Elle remonte lentement vers le pont, portée par une grâce nouvelle. La créature l’attend, mais elle ne l’attaque pas. Elle s’incline. Comme si elle reconnaissait en Elara sa maîtresse.
Thor apparaît au loin, le regard écarquillé.
- Tu as volé, dit-il. Tu as embrassé ton feu.
Elara se pose, les ailes se repliant lentement dans son dos, disparaissant dans une lueur rouge.
- Je ne l’ai pas contrôlé, répond-elle. Il m’a sauvé.
Thor sourit.
- C’est ça être une déesse. Ce n’est pas dominer. C’est écouter. Et aujourd’hui, ton feu t’a entendu.
Le lendemain de sa chute, Elara se tient sur la plus haute tour d’Asgard. Le vent y est glacial, mais elle ne le sent pas. Son feu intérieur la réchauffe. Thor l’a laissée seule. Il sait que ce moment devait venir d’elle.
Elle ferme les yeux.
Les ailes ne répondent pas à la volonté brute. Elle a essayé. Crié. Ordonné. Rien.
Mais quand elle se souvient de sa chute… de cette peur pure… elles surgissent.
- Alors c’est ça, murmure-t-elle. Vous êtes liées à ce que je ressens.
Elle s’assoit en tailleur, les paumes ouvertes. Elle se concentre. Non pas sur le vol, mais sur ce qu’elle veut ressentir : la liberté. L’élan. L’extase du vent sur sa peau.
Une chaleur douce naît dans son dos. Pas une explosion. Une caresse.
Les ailes apparaissent, lentement, comme des flammes qui dansent sur une bougie. Elles s’étendent, majestueuses, mais paisibles.
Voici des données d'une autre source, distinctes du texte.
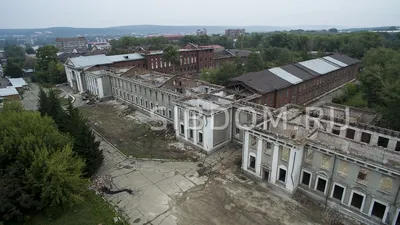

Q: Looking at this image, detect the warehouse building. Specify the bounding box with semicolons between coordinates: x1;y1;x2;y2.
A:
227;54;359;108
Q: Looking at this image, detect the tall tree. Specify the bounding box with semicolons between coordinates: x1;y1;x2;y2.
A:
0;103;86;222
360;48;400;130
4;60;24;78
65;101;103;177
244;52;265;72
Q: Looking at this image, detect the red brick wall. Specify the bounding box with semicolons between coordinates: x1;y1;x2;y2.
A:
254;64;358;108
113;59;146;68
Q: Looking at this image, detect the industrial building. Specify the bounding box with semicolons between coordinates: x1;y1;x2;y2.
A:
227;54;359;108
56;37;88;53
62;51;400;225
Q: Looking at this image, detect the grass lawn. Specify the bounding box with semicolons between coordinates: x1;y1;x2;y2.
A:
79;103;194;160
27;191;124;225
343;91;367;108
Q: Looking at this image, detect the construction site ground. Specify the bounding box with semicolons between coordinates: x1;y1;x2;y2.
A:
84;102;346;225
80;101;193;160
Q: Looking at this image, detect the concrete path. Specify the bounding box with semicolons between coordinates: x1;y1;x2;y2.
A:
98;138;321;225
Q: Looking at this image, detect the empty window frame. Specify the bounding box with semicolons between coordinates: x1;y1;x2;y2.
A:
361;132;371;144
331;183;346;203
279;146;290;162
264;141;273;155
249;155;256;170
349;191;365;211
394;141;400;152
189;129;193;139
235;128;240;136
357;168;369;182
369;199;388;222
377;136;389;148
198;132;203;143
346;128;356;139
379;176;393;193
304;147;314;163
315;176;328;195
321;154;332;170
301;170;312;187
250;135;257;148
278;167;287;183
332;125;340;135
338;160;349;176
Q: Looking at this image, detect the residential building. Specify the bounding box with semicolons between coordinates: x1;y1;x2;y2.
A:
196;28;207;36
225;29;246;37
56;37;88;53
184;43;251;68
8;77;29;92
63;52;400;225
0;86;21;100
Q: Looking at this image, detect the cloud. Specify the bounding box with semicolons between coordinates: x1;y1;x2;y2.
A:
0;0;400;28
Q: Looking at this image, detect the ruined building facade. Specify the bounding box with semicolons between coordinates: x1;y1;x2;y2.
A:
61;55;400;225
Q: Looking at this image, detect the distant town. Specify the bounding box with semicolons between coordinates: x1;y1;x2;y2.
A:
0;22;400;225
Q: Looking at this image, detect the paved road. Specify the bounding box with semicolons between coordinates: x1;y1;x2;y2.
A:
21;83;85;110
21;83;39;110
98;135;322;225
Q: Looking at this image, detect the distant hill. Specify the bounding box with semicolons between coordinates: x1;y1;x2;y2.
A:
0;25;350;37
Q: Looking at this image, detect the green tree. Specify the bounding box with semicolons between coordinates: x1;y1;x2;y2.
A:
4;45;25;58
47;62;67;84
328;28;339;33
0;103;86;222
162;46;180;73
244;52;265;72
25;46;35;55
4;60;24;78
65;101;104;177
276;48;295;66
38;89;103;177
35;45;62;83
36;45;58;71
360;48;400;130
200;62;241;85
37;87;50;116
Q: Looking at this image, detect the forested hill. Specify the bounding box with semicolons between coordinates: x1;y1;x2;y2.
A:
0;25;341;37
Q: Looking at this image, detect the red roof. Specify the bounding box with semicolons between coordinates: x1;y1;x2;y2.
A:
199;45;224;49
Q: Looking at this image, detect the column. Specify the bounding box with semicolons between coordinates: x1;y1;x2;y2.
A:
242;130;249;170
354;130;361;141
203;115;214;151
256;138;262;177
387;138;397;150
183;110;189;140
173;106;179;138
286;148;303;192
270;142;279;184
369;133;379;146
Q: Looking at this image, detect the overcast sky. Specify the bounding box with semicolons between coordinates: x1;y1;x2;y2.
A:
0;0;400;28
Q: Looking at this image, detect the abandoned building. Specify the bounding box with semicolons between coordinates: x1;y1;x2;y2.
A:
61;51;400;225
56;37;88;53
227;54;359;108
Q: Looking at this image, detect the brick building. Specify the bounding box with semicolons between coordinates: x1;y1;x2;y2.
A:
225;29;246;37
143;48;214;74
227;54;359;108
56;37;88;53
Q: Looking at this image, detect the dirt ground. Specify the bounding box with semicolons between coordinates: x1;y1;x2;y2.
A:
94;133;325;225
89;101;346;225
80;101;198;160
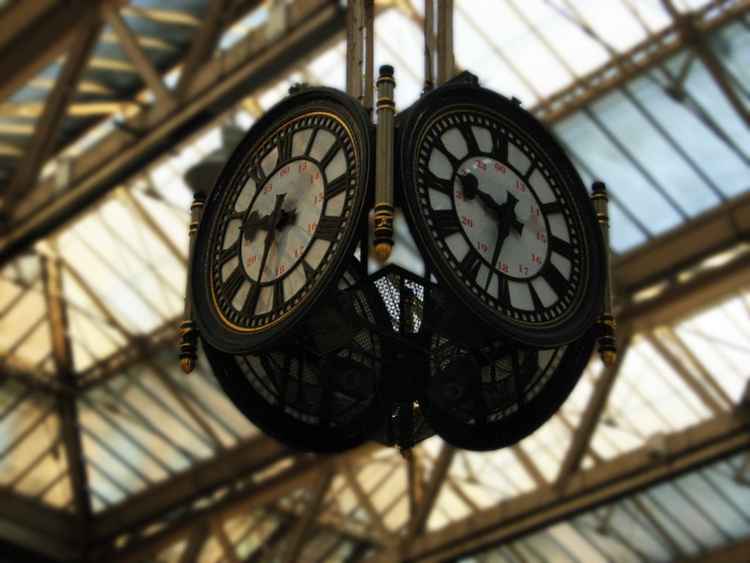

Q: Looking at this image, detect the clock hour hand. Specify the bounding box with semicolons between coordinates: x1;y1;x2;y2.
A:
477;190;523;235
242;211;271;240
276;209;297;231
458;171;479;199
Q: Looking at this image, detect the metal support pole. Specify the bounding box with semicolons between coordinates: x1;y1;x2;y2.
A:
424;0;437;92
346;0;375;110
180;192;206;373
373;65;396;262
437;0;455;86
591;182;617;367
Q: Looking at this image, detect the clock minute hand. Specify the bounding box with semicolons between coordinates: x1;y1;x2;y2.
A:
258;194;286;285
458;172;479;199
479;198;518;292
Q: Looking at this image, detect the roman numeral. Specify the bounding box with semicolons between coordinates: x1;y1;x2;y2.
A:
458;250;482;280
527;283;544;311
426;170;453;195
539;200;562;215
497;274;510;307
490;128;508;162
302;260;315;281
247;164;266;186
435;136;460;170
458;123;482;156
222;267;245;301
273;280;284;310
432;209;461;237
242;283;260;317
325;178;349;203
305;129;318;156
279;131;292;164
542;262;568;299
320;142;339;172
549;236;573;261
315;215;343;242
219;242;242;266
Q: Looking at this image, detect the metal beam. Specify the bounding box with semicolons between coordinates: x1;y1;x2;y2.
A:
92;436;290;542
281;468;334;563
531;0;750;124
0;490;81;561
404;412;750;562
403;443;456;544
179;526;209;563
95;444;382;561
661;0;750;126
614;189;750;295
678;538;750;563
0;0;110;102
340;464;392;544
102;6;173;104
175;0;234;98
557;335;630;486
0;18;101;213
0;0;345;266
646;333;724;416
42;256;92;528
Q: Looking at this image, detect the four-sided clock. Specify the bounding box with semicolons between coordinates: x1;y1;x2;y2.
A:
189;72;605;451
401;81;605;346
191;88;371;353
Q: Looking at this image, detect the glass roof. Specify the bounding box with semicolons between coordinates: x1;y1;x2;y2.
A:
0;0;750;563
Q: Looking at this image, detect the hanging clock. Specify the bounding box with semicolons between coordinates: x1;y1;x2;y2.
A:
204;258;390;452
401;77;604;346
420;329;595;450
191;88;370;353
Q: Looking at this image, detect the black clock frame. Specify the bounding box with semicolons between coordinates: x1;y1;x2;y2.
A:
398;78;605;347
204;258;392;453
419;328;596;451
191;87;372;354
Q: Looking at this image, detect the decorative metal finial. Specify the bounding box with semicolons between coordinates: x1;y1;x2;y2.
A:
374;65;396;262
179;192;206;373
591;182;617;367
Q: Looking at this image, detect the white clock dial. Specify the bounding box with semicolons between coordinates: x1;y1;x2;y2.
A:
241;160;325;286
417;107;581;330
453;157;548;279
207;112;353;332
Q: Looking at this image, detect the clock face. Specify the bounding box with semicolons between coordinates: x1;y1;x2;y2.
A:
194;91;367;352
404;88;602;345
204;258;388;452
420;329;595;450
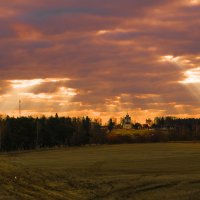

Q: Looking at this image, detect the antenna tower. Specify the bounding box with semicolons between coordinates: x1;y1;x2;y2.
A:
19;99;22;117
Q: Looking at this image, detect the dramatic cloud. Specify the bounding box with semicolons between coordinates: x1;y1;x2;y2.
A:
0;0;200;121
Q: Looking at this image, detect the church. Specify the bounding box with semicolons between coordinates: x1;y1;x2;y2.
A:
122;114;132;129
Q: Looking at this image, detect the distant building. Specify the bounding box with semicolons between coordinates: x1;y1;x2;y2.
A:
122;114;132;129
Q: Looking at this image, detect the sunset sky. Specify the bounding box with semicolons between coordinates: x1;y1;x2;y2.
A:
0;0;200;122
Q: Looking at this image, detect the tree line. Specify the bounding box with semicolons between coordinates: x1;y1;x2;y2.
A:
0;114;200;151
0;114;106;151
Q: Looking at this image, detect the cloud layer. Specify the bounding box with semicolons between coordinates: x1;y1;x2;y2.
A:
0;0;200;121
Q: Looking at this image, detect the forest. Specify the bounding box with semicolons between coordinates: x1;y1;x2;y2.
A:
0;114;200;151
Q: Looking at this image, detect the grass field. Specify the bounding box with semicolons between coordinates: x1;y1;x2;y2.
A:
0;143;200;200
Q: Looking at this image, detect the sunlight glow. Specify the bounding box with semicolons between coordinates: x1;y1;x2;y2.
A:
8;78;69;89
180;67;200;84
160;55;180;63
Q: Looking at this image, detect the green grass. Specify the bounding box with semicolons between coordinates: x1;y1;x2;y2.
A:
0;143;200;200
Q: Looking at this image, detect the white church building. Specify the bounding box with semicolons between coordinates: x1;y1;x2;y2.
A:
122;114;132;129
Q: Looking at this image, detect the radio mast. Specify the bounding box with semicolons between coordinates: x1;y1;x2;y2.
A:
19;99;22;117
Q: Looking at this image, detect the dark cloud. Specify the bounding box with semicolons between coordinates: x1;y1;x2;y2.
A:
0;0;200;121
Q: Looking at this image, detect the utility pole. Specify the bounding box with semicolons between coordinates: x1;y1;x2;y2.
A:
0;118;3;151
36;118;39;148
19;99;22;117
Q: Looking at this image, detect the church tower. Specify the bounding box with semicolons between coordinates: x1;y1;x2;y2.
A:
122;114;132;129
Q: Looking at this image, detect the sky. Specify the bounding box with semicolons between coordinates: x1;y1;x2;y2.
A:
0;0;200;122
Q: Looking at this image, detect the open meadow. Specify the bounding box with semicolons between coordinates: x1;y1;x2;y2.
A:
0;143;200;200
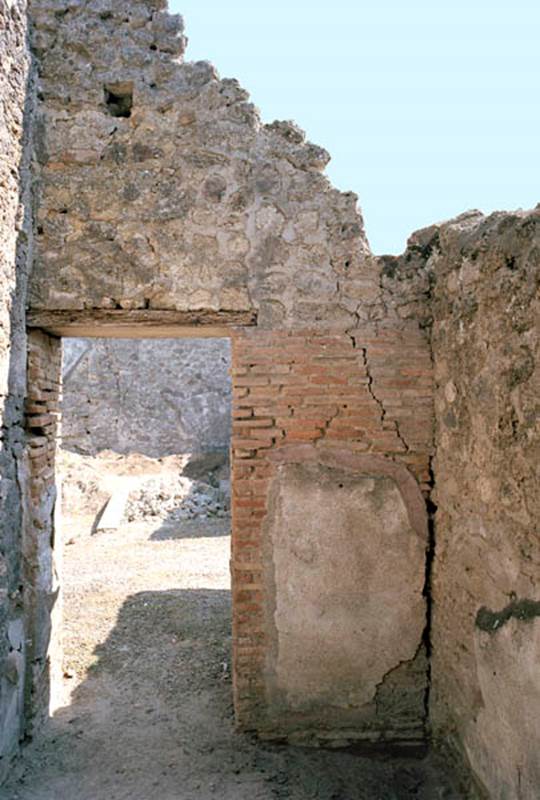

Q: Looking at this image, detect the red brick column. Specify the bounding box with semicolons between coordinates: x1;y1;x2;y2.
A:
232;326;433;729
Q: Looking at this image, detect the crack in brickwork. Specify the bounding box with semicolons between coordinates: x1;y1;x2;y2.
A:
358;347;409;451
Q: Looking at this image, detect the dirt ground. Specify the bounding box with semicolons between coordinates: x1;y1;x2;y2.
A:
0;460;461;800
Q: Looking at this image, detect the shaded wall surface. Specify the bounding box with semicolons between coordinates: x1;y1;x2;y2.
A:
0;0;32;780
432;211;540;800
384;209;540;800
62;339;231;458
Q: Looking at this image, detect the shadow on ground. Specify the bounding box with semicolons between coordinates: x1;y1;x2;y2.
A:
2;589;459;800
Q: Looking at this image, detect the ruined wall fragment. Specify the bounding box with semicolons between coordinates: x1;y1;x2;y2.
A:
62;339;231;458
0;0;33;781
432;211;540;800
30;0;432;743
384;209;540;800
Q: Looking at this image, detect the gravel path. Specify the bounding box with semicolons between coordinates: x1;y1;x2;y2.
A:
0;519;460;800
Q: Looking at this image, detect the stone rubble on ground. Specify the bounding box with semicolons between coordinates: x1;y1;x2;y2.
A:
125;476;230;522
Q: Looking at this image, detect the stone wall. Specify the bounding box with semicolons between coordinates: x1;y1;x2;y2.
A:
30;0;432;744
0;0;540;800
432;211;540;800
30;0;381;329
383;209;540;800
0;0;33;781
22;331;62;735
62;339;231;458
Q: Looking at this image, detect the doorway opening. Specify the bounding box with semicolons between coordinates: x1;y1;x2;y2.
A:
51;338;232;783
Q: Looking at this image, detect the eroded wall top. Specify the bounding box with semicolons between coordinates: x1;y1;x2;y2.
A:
31;0;380;327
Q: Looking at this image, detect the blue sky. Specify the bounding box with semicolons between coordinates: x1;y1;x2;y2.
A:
169;0;540;253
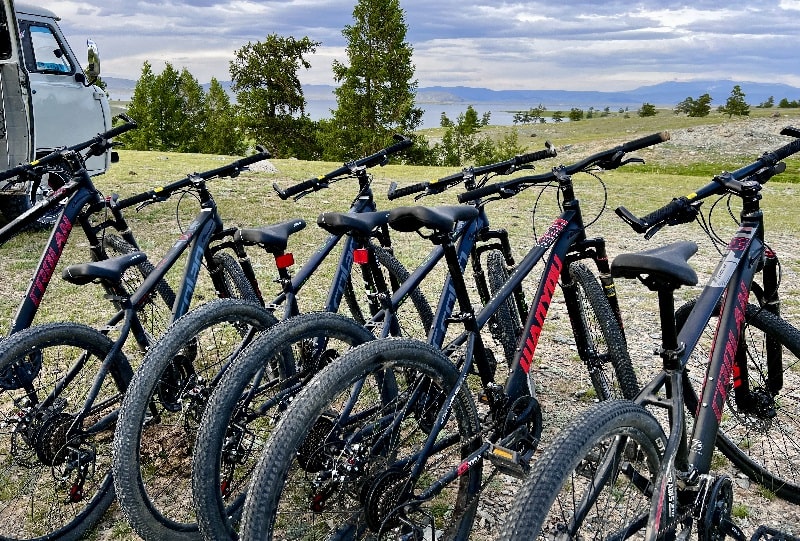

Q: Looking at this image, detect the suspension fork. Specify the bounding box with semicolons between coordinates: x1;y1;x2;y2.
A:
564;237;625;336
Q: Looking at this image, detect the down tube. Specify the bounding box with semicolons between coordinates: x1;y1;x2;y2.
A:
504;212;582;396
689;229;763;473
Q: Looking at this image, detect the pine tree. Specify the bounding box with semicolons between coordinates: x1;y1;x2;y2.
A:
719;85;750;118
200;78;245;155
118;61;156;150
323;0;422;159
230;34;319;159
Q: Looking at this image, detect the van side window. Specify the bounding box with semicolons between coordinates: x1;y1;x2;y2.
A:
0;9;13;60
20;21;75;74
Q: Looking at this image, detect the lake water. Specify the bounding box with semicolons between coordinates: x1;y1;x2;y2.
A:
306;100;569;128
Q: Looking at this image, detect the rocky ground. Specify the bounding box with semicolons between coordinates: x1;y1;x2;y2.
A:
473;118;800;540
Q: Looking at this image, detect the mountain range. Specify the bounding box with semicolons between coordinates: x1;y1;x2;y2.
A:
103;77;800;110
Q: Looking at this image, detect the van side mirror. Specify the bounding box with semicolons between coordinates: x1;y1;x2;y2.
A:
84;39;100;80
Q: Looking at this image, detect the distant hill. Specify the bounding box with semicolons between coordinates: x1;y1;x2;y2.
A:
103;77;800;110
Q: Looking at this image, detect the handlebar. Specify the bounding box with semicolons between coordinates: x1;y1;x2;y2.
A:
616;127;800;238
272;134;414;200
117;146;270;208
0;115;136;181
458;132;669;203
387;141;557;200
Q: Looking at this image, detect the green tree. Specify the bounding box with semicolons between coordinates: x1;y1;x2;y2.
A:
637;102;658;117
199;77;245;155
117;61;156;150
569;107;583;122
150;62;184;152
325;0;422;159
758;96;775;109
176;68;206;152
230;34;319;159
687;92;711;118
719;85;750;118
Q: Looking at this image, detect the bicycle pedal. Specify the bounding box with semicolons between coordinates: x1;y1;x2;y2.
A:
484;443;530;479
750;526;800;541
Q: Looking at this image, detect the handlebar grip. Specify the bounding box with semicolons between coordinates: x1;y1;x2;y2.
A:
0;164;28;182
514;146;558;165
769;135;800;161
386;135;414;154
458;184;502;203
386;182;430;201
621;131;669;152
615;197;687;233
272;178;321;201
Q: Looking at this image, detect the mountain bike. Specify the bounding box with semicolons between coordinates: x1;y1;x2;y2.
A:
112;137;450;539
501;128;800;540
233;133;668;539
0;141;280;539
184;145;555;539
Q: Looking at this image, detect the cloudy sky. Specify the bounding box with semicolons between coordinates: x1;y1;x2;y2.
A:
30;0;800;91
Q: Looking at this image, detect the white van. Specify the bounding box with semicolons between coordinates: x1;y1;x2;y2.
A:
0;0;112;219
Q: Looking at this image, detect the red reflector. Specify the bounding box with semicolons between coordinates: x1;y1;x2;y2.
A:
275;252;294;269
353;248;369;265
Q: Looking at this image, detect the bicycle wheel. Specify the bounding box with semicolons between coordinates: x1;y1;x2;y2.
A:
211;252;261;304
192;312;374;539
112;299;277;539
234;338;482;540
0;323;131;540
498;400;666;541
344;245;433;338
486;250;522;366
675;301;800;503
563;263;639;400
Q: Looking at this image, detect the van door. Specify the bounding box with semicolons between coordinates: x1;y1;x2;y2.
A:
18;11;111;174
0;0;33;175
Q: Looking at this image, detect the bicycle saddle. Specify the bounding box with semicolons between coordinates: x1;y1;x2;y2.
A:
61;252;147;285
234;218;306;253
317;210;389;236
611;241;697;289
389;205;478;233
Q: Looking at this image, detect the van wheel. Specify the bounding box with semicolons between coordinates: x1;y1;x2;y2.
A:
0;177;64;231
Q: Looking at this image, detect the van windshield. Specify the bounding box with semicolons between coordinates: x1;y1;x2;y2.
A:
22;24;73;73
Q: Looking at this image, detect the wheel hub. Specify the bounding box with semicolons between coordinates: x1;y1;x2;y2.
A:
363;469;409;532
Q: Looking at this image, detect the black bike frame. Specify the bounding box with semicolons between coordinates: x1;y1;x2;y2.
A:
635;200;774;539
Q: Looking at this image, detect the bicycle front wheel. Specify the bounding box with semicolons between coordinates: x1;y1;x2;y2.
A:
113;299;277;540
241;338;482;540
675;301;800;503
192;312;374;540
499;400;666;541
564;263;639;400
0;323;126;540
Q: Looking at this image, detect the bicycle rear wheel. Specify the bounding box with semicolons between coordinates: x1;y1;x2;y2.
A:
499;400;666;541
113;299;277;540
675;301;800;503
563;263;639;400
192;312;374;540
0;323;126;540
211;252;261;304
241;338;482;540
Elara se lève. Elle marche jusqu’au bord. Elle inspire.
Et saute.
Cette fois, elle ne chute pas. Elle glisse.
Les ailes battent doucement, comme si elles connaissent déjà le rythme du vent. Elle ne vole pas comme Thor, en force. Elle vole comme une étoile filante, fluide, gracieuse.
Mais au bout de quelques minutes, une pensée intrusive la traverse : Et si je tombe ?
Les ailes frémissent. Le feu vacille. Elle perd de l’altitude.
- Non… non… je ne veux pas tomber !
Mais le feu ne répond pas à la peur. Il se nourrit de confiance.
Alors Elara ferme les yeux. Elle se laisse aller. Elle pense à la chaleur d’un foyer, à la lumière d’une flamme qui ne brûle pas, mais éclaire.
Et les ailes se stabilisent.
Elle remonte, plus haut encore, traversant les nuages, laissant derrière elle une traînée de lumière dorée.
Quand elle revient sur la tour, Thor l’attend.
- Tu as compris, dit-il.
- Elles ne sont pas à moi, répond Elara. Elles sont moi.
Thor hoche la tête.
- Et elles t’emmèneront là où ton feu veut aller.